Cribs schat dat 30 tot 40% van de syllabus voor de F-35 in een simulator wordt gevlogen. Het gaat daarbij vooral om de nachtmissies, dit ter voorkoming van geluidsoverlast. Maar ook bijzondere missies die in het echt niet snel hier zullen voorkomen, zoals bijvoorbeeld het begeleiden van een B-2 bommenwerper. Dat percentage is veel hoger dan bij de F-16. De deelnemers van de verschillende landen mogen in elkaars simulator vliegen, net als in elkaars kisten. Tot nu toe was dat bij de F-35 niet mogelijk, maar voor de WIC is dat nu ingevoerd, net als voor de F-16 tijdens de FWIT.

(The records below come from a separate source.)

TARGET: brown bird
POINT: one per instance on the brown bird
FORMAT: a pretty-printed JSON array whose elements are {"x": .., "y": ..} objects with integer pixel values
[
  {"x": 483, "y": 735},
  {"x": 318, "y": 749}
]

De F-35 is in vergelijking met de 4e generatie jachtvliegtuigen volgens maj Kliko een force-enabler, een risk-level reducer, waardoor de 4e generatie, dat zijn niet alleen F-16’s, maar ook de Tornado’s en de Eurofighters, betere overlevingskansen heeft in een dreigingsomgeving en dankzij de datalink meer situational awareness (SA). Cribs: ‘Intel heeft echt grote stappen gemaakt. We hebben op dit moment nog geen intelpatch die kan leiden. Daarom zijn de Amerikanen van USAFE hier geweest als gastinstructeur voor Intel. Ook voor ABM hebben we een gastinstructeur’. Kliko: ‘De learning curve van Intel ging steil omhoog. De producten die ze leveren zijn zoveel beter in kwaliteit en relevantie. De feiten die ze aanleveren zijn echt van belang voor de missie. Vroeger hadden ze vooral een ondersteunende rol, maar nu zijn ze deel van de missie, een team member. Dat geldt ook voor ABM. Ze zijn allemaal deel van het team’.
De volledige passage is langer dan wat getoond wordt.